12 key notes on the CMS proposal to update MACRA: Changes to benefit physicians, small practices

Practice Management

Yesterday, CMS issued a proposed rule to update the Medicare Access and CHIP Reauthorization Act of 2015's second year quality payment program, largely focused on simplifying the reporting process and relaxing requirements.

 

"We've heard the concerns that too many quality programs, technology requirements and measures get between the doctor and the patient," said CMS Administrator Seema Verma. "That's why we're taking a hard look at reducing burdens.
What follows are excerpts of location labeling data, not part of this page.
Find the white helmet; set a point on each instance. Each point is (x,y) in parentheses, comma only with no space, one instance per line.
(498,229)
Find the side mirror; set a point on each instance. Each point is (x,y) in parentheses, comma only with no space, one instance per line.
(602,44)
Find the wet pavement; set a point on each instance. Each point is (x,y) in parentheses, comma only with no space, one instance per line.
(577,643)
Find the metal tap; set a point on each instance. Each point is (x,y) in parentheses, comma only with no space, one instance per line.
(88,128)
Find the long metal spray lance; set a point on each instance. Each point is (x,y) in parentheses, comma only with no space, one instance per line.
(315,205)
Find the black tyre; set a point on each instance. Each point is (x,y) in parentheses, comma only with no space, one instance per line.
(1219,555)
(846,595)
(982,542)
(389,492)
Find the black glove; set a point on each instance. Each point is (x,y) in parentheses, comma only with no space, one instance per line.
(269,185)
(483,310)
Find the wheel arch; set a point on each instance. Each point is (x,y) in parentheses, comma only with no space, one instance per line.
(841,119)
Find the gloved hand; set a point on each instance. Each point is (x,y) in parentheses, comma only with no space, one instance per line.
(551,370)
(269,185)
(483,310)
By proposing this rule, we aim to improve Medicare by helping doctors and clinicians concentrate on caring for their patients rather than filling out paperwork."

 

The MACRA quality payment program has two tracks, including the Merit-based Incentive Payment System and Advanced Alternative Payment Models. Healthcare providers are able to choose which track they participate in. The proposed changes to MIPS include:

 

1. Giving a virtual group participation option, which would allow solo practitioners or groups of 10 or fewer clinicians that come together virtually to participate in MIPS.

 

2. Increasing the low-volume threshold, which could allow additional small practices and rural clinicians to participate in MIPS.

 

3. Allow the use of 2014 certified EHR technology while encouraging 2015 CEHRT.

 

4. Adding bonus points in the methodology for treating complex patients and using 2015 CEHRT exclusively.

 

5. Incorporating MIPS improvement into the overall quality performance scoring.

 

6. Incorporating facility-based scoring for facility-based clinicians.

 

7. For clinicians in small practices, there would be a new hardship exception under the Advancing Care Information performance category.

 

8. Clinicians in small practices would receive bonus points to their final score.

 

9. Small practices would continue to receive three points for measures in the quality performance category that don't meet data completeness requirements.

 

10. In the 2018 performance period, the proposed change would allow MIPS eligible clinicians to choose whether they attest to using the appropriate use criteria under the 2016 Physician Fee Schedule Final Rule for advanced diagnostic imaging services ordered.

 

CMS also proposed updates to APMs, including:

 

11. Extending the revenue-based nominal amount standard through performance year 2020, which gives providers two additional years to meet the financial risk criterion to qualify for APM participation.

 

12. Slow the increase in the minimum required amount for medical home models.

 

The American Medical Association issued a statement in support of the proposed changes.

 

"In proposing these rules, the administration has taken another step to make sure the promise of MACRA — where physicians are rewarded for involvement and for delivering high-quality, high-value care — will be fulfilled," said AMA President David O. Barbe, MD. "Patients and physicians will benefit from the new MACRA approach, as flexibility is vital when implementing a wide-ranging reform."